Bangalore: While the success of India’s recent flight-test of the Hypersonic Technology Demonstrator Vehicle (HSTDV) using the indigenously developed scramjet propulsion system is being hailed as a major technological breakthrough, scientists who are a part of the mission say that there are several challenging milestones that will be achieved in the days ahead.
In this final part of the series ‘HSTDV Story’, we look at some of the coming stages for this mission, the future of hypersonic research and the roles of academic institutions in providing support for the mission so far.
Missile scientists say that the immediate stage will be to launch HSTDV without upper stage fairings, exposing the cruise vehicle (CV) to the atmosphere.
DRDO scientists are now working on a new rocket motor that will reduce aerodynamic forces and lower kinetic heating. This will enable the CV to withstand the thermal and structural loads during launch.

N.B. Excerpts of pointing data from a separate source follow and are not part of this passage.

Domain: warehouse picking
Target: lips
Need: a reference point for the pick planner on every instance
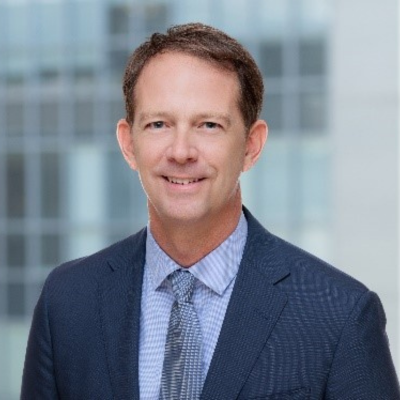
(182, 181)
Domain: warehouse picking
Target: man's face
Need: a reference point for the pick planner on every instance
(188, 140)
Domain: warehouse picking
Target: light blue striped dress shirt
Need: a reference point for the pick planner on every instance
(215, 275)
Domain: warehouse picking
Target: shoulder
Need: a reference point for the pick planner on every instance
(302, 276)
(88, 270)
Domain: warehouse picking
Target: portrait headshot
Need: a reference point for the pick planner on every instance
(199, 200)
(203, 302)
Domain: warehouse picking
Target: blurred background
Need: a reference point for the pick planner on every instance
(328, 180)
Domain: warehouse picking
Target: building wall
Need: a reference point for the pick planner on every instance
(365, 107)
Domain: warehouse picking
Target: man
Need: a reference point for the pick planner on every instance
(204, 302)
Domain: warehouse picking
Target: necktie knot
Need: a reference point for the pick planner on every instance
(182, 285)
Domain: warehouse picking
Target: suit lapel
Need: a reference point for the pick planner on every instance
(120, 298)
(253, 310)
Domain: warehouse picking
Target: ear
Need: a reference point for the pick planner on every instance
(125, 141)
(255, 141)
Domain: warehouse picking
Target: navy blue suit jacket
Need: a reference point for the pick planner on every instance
(295, 328)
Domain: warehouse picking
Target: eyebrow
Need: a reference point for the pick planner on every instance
(218, 116)
(145, 116)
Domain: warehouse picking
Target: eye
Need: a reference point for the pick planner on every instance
(156, 125)
(211, 125)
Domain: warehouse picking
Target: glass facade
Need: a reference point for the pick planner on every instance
(65, 190)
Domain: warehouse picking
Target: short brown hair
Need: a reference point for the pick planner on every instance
(209, 44)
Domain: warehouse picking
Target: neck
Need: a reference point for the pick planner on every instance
(187, 243)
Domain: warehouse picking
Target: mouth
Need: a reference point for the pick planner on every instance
(182, 181)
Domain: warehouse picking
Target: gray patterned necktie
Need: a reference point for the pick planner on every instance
(182, 375)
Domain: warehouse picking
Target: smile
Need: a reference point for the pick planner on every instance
(180, 181)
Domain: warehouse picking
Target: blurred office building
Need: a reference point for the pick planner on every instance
(328, 180)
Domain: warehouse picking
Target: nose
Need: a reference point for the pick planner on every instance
(182, 148)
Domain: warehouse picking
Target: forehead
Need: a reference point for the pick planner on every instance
(181, 78)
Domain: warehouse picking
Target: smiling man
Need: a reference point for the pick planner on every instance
(203, 303)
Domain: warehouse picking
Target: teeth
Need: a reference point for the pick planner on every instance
(182, 181)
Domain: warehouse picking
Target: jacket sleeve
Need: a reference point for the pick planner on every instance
(362, 367)
(38, 381)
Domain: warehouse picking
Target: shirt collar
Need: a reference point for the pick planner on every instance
(216, 270)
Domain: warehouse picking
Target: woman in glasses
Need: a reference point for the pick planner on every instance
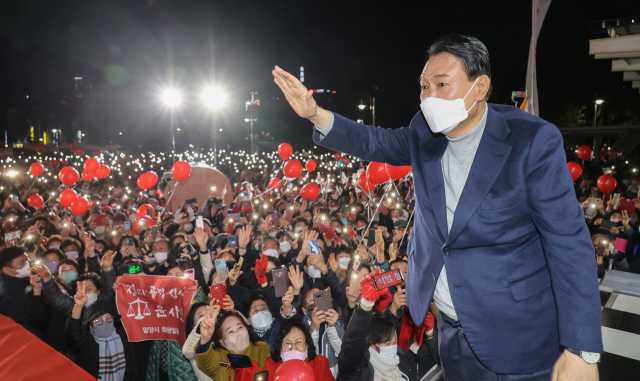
(294, 343)
(101, 347)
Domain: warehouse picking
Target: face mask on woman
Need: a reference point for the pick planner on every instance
(262, 319)
(294, 355)
(238, 342)
(69, 277)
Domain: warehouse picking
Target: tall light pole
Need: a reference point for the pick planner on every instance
(372, 107)
(172, 99)
(214, 98)
(595, 115)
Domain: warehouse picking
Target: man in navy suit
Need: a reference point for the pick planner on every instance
(499, 242)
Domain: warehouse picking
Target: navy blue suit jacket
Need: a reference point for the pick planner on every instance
(520, 264)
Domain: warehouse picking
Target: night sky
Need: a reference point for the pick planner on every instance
(130, 50)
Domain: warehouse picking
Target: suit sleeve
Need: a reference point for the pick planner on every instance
(566, 242)
(368, 143)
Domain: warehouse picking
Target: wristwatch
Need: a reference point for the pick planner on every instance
(589, 357)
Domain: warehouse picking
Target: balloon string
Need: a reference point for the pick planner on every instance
(374, 213)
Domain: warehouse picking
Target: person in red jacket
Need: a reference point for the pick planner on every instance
(294, 343)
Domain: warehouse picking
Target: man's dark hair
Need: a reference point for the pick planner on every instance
(471, 52)
(284, 331)
(8, 254)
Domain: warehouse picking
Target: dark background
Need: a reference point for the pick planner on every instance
(128, 51)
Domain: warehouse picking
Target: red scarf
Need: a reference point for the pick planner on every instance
(408, 327)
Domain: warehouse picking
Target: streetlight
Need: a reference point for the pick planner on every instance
(372, 107)
(172, 99)
(214, 98)
(595, 115)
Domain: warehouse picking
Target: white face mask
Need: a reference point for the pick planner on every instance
(443, 115)
(161, 256)
(24, 271)
(285, 246)
(314, 272)
(262, 319)
(91, 298)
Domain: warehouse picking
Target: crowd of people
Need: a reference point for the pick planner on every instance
(61, 273)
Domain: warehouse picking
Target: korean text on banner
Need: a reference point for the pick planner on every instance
(154, 307)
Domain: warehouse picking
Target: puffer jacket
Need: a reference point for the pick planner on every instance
(178, 367)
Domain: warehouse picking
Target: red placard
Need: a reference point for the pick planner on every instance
(154, 307)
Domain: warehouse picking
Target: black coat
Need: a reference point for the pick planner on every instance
(14, 302)
(353, 361)
(86, 349)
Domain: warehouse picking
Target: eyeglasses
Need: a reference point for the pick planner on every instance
(298, 344)
(101, 320)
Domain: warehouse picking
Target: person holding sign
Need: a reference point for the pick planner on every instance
(101, 347)
(228, 333)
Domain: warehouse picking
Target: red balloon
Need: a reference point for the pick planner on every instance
(150, 179)
(35, 200)
(364, 183)
(69, 176)
(294, 370)
(103, 172)
(576, 170)
(67, 197)
(377, 173)
(275, 183)
(310, 191)
(607, 183)
(149, 223)
(141, 184)
(285, 150)
(396, 173)
(36, 169)
(91, 164)
(293, 168)
(584, 152)
(181, 170)
(79, 206)
(88, 176)
(142, 210)
(310, 165)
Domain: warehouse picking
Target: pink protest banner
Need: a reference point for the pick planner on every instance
(154, 307)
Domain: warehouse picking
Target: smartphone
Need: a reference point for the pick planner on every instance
(322, 300)
(371, 240)
(190, 274)
(221, 266)
(616, 197)
(313, 247)
(263, 375)
(328, 231)
(388, 279)
(233, 241)
(275, 219)
(130, 268)
(280, 281)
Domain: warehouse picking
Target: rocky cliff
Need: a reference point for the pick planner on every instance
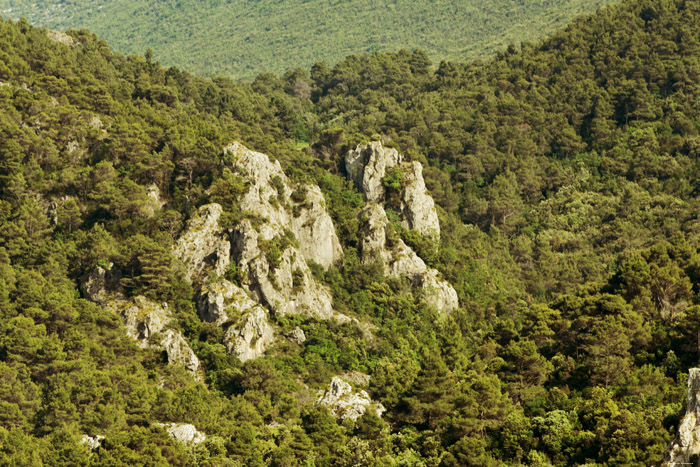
(145, 321)
(367, 166)
(286, 226)
(685, 448)
(344, 403)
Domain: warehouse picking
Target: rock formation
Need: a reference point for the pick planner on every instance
(379, 244)
(284, 284)
(287, 225)
(297, 336)
(184, 433)
(369, 164)
(685, 448)
(300, 209)
(92, 442)
(144, 320)
(203, 244)
(251, 336)
(344, 403)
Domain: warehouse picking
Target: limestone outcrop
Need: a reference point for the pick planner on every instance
(685, 448)
(297, 336)
(92, 442)
(344, 403)
(367, 167)
(249, 334)
(185, 433)
(298, 208)
(378, 243)
(286, 226)
(251, 337)
(277, 273)
(146, 321)
(369, 164)
(203, 244)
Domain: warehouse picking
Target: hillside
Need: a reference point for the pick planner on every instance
(240, 39)
(383, 262)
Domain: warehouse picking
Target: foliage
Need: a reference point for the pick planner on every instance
(565, 174)
(240, 39)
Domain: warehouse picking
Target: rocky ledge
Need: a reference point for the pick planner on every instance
(369, 165)
(685, 448)
(145, 321)
(344, 403)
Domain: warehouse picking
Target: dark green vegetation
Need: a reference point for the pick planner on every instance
(567, 178)
(241, 38)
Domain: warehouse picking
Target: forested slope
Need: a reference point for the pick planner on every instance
(565, 175)
(240, 39)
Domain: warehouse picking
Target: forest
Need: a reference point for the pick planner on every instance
(240, 39)
(565, 174)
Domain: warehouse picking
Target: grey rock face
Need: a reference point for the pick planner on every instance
(418, 207)
(251, 337)
(344, 403)
(249, 334)
(222, 302)
(298, 208)
(399, 260)
(91, 442)
(291, 226)
(367, 166)
(184, 433)
(297, 336)
(203, 244)
(686, 445)
(142, 318)
(287, 287)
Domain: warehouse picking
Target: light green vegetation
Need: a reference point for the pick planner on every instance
(566, 176)
(241, 38)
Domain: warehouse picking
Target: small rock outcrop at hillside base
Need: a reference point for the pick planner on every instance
(288, 226)
(203, 245)
(369, 164)
(398, 260)
(92, 442)
(184, 433)
(685, 448)
(345, 403)
(142, 318)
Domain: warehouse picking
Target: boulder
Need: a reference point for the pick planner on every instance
(92, 442)
(367, 166)
(251, 336)
(285, 205)
(223, 302)
(378, 244)
(685, 448)
(418, 207)
(297, 336)
(184, 433)
(344, 403)
(203, 245)
(142, 318)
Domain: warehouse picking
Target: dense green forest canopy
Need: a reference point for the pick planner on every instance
(239, 38)
(566, 175)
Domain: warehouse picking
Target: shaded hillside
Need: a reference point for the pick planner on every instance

“We are aiming to achieve this, and it will be another milestone for DRDO and the nation,” said a scientist who is in the HSTDV mission. As things stand now, India is poised to test an indigenously developed hypersonic missile by the end of 2024.
A hypersonic mission is a different ball game altogether as it is an air-breathing system which operates at very high velocity, which is over five times the speed of sound. Normally in jet engines and other piston engines, combustion takes place at low subsonic speeds, giving sufficient time for the fuel and air to mix, ignite, evaporate and combust. The scramjet engine doesn’t have more than 1.0–1.5 milliseconds for the fuel to mix with air and ultimately produce thrust.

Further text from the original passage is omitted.